Il s’essuya les yeux et s’arrêta sous le coup d’une émotion trop forte. Involontairement, je le regardai et tout à coup, il ne me parut plus ridicule du tout, et même je ne m’aperçus plus de l’expression singulière et servile qu’il employait, de ce « mein Herr » qui, en Allemagne, est particulier aux basses classes.
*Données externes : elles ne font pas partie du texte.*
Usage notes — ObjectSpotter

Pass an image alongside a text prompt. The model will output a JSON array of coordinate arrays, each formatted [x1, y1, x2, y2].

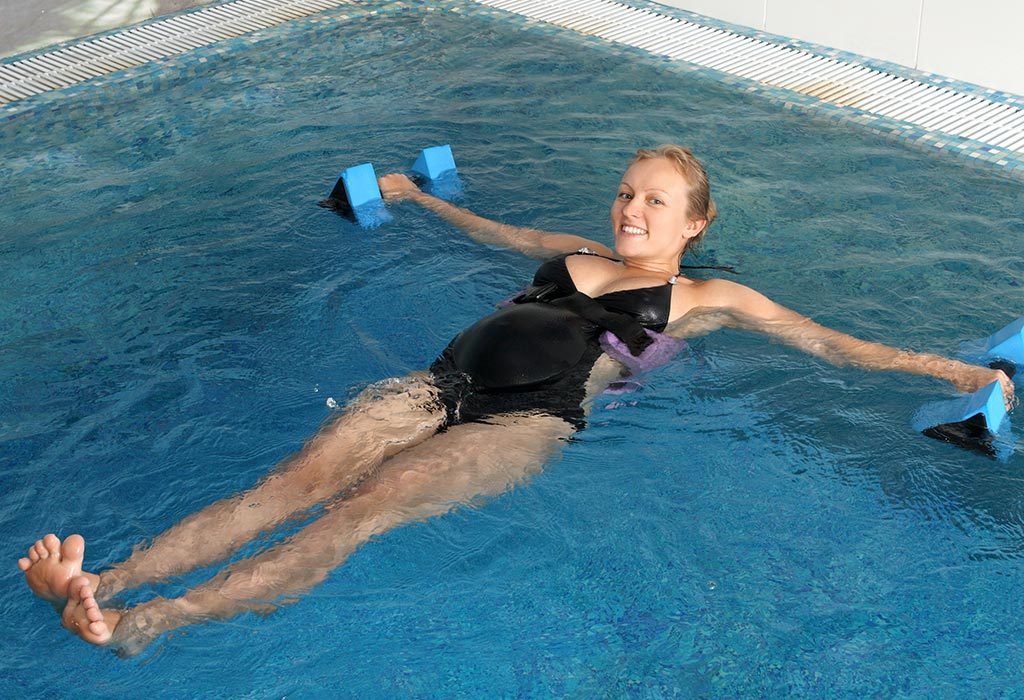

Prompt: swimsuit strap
[[679, 265, 739, 274], [568, 246, 739, 285]]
Son visage était travaillé par l’effort intérieur qu’il faisait pour parler, et son regard, maintenant qu’il avait repris lourdement sa marche chancelante, était fixé au pavé, comme s’il y déchiffrait péniblement, à la lumière vacillante, ce qui sortait si douloureusement de sa gorge convulsivement serrée.

« Oui, monsieur, fit-il alors en respirant profondément et avec une voix sombre, toute différente, qui semblait venir d’une région moins dure de son être, elle était très bonne… même pour moi, elle était très reconnaissante que je l’eusse arrachée à sa misère… et je le savais aussi qu’elle était reconnaissante… mais je… voulais l’entendre me le dire… toujours à nouveau… constamment… Cela me faisait du bien de l’entendre me remercier… monsieur, c’était si bon, si infiniment bon de croire… de croire qu’on est meilleur, quand… alors qu’on sait qu’on est le pire… J’aurais donné tout mon argent pour l’entendre sans cesse… et elle était très fière, et voulait toujours moins me remercier lorsqu’elle remarqua que je l’exigeais, ce remerciement… C’est pour cela… rien que pour cela… monsieur, que je me faisais toujours prier… que je ne lui donnais rien de mon propre gré… Il m’était agréable qu’elle fût obligée, pour chaque vêtement, pour chaque ruban, de venir me trouver et de me le demander comme une mendiante… Pendant trois années, je l’ai torturée de la sorte, toujours davantage… Mais, monsieur, c’était seulement parce que je l’aimais… Son orgueil me faisait plaisir, et pourtant je voulais toujours le briser, moi, insensé ! Et quand elle désirait quelque chose, je me fâchais ; mais, monsieur, en moi-même, je n’étais pas fâché du tout. J’étais heureux de chaque occasion que j’avais de pouvoir l’humilier, car… car je ne savais pas combien je l’aimais… »

De nouveau, il s’arrêta. Il se remit en marche tout chancelant.